In pages 211 to 213 MA goes after Cullen like a he's a dangerous dog. He lists all the ways that Eric Harris’s life was a living hell because of treatment meted out to him by the jock bullies of Columbine. NONE of this is in Cullen’s book (I just read that one). Frankly, I’m amazed. One of these guys is right, but I don’t know which one.

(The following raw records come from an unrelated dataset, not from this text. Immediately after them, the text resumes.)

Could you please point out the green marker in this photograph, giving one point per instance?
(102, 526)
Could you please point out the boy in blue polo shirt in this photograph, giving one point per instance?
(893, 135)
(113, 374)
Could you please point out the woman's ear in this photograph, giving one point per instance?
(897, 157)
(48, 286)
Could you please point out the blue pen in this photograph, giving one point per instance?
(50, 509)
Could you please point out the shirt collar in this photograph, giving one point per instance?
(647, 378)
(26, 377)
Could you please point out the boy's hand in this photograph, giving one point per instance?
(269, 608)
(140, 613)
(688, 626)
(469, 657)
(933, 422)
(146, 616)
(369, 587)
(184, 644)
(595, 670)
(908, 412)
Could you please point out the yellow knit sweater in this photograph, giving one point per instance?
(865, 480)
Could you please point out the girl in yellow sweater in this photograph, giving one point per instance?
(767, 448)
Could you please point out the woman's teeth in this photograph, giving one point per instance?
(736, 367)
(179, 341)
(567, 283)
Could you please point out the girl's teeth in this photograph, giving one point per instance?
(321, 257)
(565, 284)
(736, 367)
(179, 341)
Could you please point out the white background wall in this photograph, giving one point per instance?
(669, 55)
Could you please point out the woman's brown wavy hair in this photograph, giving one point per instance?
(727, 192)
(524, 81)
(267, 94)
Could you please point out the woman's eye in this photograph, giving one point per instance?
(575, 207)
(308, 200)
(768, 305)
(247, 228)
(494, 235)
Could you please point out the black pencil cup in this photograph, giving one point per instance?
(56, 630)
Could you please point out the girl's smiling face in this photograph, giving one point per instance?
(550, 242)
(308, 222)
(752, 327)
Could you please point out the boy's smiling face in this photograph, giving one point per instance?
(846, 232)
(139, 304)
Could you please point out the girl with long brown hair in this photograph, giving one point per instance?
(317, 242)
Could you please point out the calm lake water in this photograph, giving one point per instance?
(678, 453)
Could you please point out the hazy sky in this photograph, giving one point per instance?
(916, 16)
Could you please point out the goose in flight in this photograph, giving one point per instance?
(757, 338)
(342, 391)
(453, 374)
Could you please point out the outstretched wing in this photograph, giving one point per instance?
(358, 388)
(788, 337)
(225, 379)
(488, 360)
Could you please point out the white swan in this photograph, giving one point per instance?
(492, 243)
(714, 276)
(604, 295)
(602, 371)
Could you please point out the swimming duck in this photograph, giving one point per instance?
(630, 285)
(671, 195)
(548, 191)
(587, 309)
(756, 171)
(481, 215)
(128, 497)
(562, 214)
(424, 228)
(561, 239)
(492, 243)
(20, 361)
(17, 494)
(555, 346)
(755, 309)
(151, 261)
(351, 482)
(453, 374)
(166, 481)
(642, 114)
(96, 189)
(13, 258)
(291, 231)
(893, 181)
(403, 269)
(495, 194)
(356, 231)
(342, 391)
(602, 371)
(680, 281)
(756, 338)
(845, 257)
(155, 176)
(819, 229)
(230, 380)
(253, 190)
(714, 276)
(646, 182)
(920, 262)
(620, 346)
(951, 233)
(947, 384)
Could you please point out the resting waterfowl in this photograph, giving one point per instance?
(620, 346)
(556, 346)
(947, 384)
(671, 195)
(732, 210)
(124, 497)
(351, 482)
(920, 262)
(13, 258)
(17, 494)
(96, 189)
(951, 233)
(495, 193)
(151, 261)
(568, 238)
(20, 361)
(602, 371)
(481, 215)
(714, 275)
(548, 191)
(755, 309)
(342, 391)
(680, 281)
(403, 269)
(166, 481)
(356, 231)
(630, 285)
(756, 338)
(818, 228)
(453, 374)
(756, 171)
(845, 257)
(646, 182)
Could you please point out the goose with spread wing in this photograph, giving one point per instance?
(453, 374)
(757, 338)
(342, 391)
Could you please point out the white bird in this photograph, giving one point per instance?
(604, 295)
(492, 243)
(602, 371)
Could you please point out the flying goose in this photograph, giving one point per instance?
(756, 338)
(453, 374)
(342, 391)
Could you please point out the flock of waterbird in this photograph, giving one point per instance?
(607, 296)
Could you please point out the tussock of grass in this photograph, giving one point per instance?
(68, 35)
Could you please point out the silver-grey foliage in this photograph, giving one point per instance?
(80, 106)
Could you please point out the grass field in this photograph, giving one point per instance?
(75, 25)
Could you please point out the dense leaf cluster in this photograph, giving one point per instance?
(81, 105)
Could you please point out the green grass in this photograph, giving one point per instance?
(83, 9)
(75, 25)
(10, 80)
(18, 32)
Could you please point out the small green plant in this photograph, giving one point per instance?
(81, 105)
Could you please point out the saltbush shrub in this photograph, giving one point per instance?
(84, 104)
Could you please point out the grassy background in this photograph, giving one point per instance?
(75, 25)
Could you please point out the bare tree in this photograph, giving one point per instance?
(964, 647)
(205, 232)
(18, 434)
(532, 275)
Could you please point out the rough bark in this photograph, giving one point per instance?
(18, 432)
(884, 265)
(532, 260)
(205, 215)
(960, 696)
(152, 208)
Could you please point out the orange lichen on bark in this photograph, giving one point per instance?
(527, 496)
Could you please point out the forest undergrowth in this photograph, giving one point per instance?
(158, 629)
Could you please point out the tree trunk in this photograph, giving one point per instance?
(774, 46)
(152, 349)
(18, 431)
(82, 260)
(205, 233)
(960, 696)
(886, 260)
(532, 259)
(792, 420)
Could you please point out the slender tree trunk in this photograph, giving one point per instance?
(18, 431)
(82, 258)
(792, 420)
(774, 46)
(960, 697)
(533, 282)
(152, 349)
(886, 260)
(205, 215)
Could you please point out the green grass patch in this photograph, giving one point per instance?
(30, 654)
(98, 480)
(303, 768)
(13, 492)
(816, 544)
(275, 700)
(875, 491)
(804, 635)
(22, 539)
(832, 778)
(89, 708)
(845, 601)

FROM A BRITISH PERSPECTIVE
In Britain the kind of rampage this book debates, the latest horrible example of which we are still reeling from, does not happen very often because we have truly draconian gun control laws. Actually, three such rampages have happened here - one in which a guy walked around the small town of Hungerford and shot 14 random people in 1987; the second, similar to Newtown, in which a guy went into a primary school in Dunblane, Scotland, in 1997, and shot 16 five and six year old children plus one adult before shooting himself; and one in June 2010 in Cumbria, a tranquil beautiful part of the Lake District, in which a taxi driver shot and killed four people he had problems with and eight random others. I often hear an argument from Americans against gun control which says – if you restrict gun ownership you will take the guns out of the hands of lawful people and leave them in the hands of the criminals. And also – the knowledge that lawful citizens could be armed is a powerful prophylactic for criminals. None of that means a tuppeny halfpenny damn to a guy stepping into his office with a duffel bag full of semiautomatics or a 15 year old with his dad’s rifle. None of these office/school shooters have ever been gunned down before they’ve shot their victims and themselves. The argument doesn’t work at all. Also, and this is a strange point - no hardened gangsters have ever gone on a rampage and shot a dozen people. That's a crime done by civilians, people who the police had never heard of.
Stats from today's paper:
Gun homicide per 100,000 citizens :
Mexico - 10.0
USA - 2.98
Australia - 0.1
UK - 0.03
The message from Britain is that gun control laws work. But I’m not preaching to Americans. The toothpaste is out of the tube, you couldn’t get guns under control if you wanted to. I am so sorry.
THE WRAP-UP
Although I think this is a brave book with a solid urgent argument, Mark Ames beats his reader to a pulp and leaves him limp and bleeding by the end. The last 50 pages are a total slog, there will be no one who doesn’t involuntarily shriek “Mark Ames, enough already, I can’t take it anymore” to the consternation of their partners, neighbours, offspring or pets. One huge problem about MA’s argument-book is that aside from a total Year Zero Pol Pot style revolution or a 1000 megaton Love Bomb I don’t see what can be done about the horrors catalogued in Going Postal. Two terms of Obama will not do the trick, I’m afraid.